SED (surface-conduction electron-emitter display) is a flat-panel, high-resolution display developed by Canon that will compete with LCD TV and plasma displays. SED is said to provide the picture quality of cathode-ray tube (CRT), in a flat-panel format, at about 50 percent of the power consumption of CRT displays and 33 percent of the power of plasma displays of a comparable size.
The SED consists of an array of electron emitters and a layer of phosphor, separated by a small space from which all the air has been evacuated. There is a dedicated electron emitter for each pixel in the display. The SED requires no electron-beam focusing, and operates at a much lower voltage than a CRT. The brightness and contrast compare favorably with high-end CRTs. Prototype electron emitters have been developed with diameters of a few nanometers (billionths of a meter), which could yield improved resolution.

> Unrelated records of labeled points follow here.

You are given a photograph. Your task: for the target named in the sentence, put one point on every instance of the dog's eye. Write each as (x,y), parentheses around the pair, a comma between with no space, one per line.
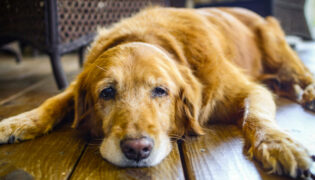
(108,93)
(159,92)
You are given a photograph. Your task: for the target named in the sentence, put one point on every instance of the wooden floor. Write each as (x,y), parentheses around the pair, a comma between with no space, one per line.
(66,154)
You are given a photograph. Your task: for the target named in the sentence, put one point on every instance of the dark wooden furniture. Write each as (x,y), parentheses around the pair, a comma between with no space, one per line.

Canon began SED research in 1986 and, in 2004,Toshiba television and Canon announced a joint development agreement originally targeting commercial production of SEDs by the end of 2005. The 2005 target was not met, and several new targets since then have also slipped by. This failure to meet mass-production deadlines goes as far back as 1999, when Canon first told investors of its intentions to immediately begin mass-producing the technology. The lack of tangible progress has worried many investors and has prompted many critics. One critic called SED “the best display technology you’ve ever seen that may be stillborn.” During the 2006 Consumer Electronics Show, Toshiba showed working prototypes of SEDs to attendees and indicated expected availability in mid-to-late 2006. Toshiba and Canon again delayed their plan to sell the television sets to the fourth quarter of 2007. At the 2007 Consumer Electronics Show in Las Vegas, Nevada, no SED displays were to be found on the show floor. This led many analysts to speculate that the technology would never reach the consumer market.
In October 2006, Toshiba’s president announced the company plans to begin full production of 55″ SED TVs in July 2007 at its recently built SED volume-production facility in Himeji.
In December 2006, Toshiba President and Chief Executive Atsutoshi Nishida said Toshiba is on track to mass-produce SED TV sets in cooperation with Canon by 2008. He said the company plans to start small-output production in the fall of 2007, but they do not expect SED displays to become a commodity and will not release the technology to the consumer market because of its expected high price, reserving it solely for professional broadcasting applications.
Nano-Proprietary SED-patents Lawsuit
Also in December of 2006, it was revealed that the delays in SED TV mass production were caused by litigation between Applied Nanotech, a subsidiary of Nano-Proprietary, and Canon. Nano-Proprietary claims that Canon broke an exclusivity agreement by sharing information related to electron emissions from carbon nanotubes with Toshiba. The litigation has been reportedly ongoing since April of 2006.
January 12, 2007, Toshiba announced an agreement by which Canon will purchase all of Toshiba’s outstanding share of the SED joint venture, in order to satisfy Nano-Proprietary’s complaints. This is also expected to prevent the litigation from dragging on in American courts. The company must purchase 50% of Toshiba shares to produce SED TVs on its own. Canon is still planning a release of SED displays in Japan during the 4th quarter of 2007, and will be ‘reassessing’ its future mass-production plans for SED panels.
February 22, 2007, Federal Judge Samuel Sparks, with the U.S. District Court for the Western District of Texas, ruled in a summary judgment that Canon violated its agreement with Texas-based Nano-Proprietary by forming a joint television venture with Toshiba.
Samsung Electronics has shown an interest in SED technology. Samsung is a very aggressive electronics giant with the goal of being the number one electronics company in the world. Currently, it offers DLP microdisplay, plasma, LCD, and CRT-based TVs. It plays in every TV arena. It is known that Samsung is exploring Carbon Nanotube (CNT) displays and OLED technology as replacements for current TV technology. So, it’s no surprise that it would also pursue SED, if it became available.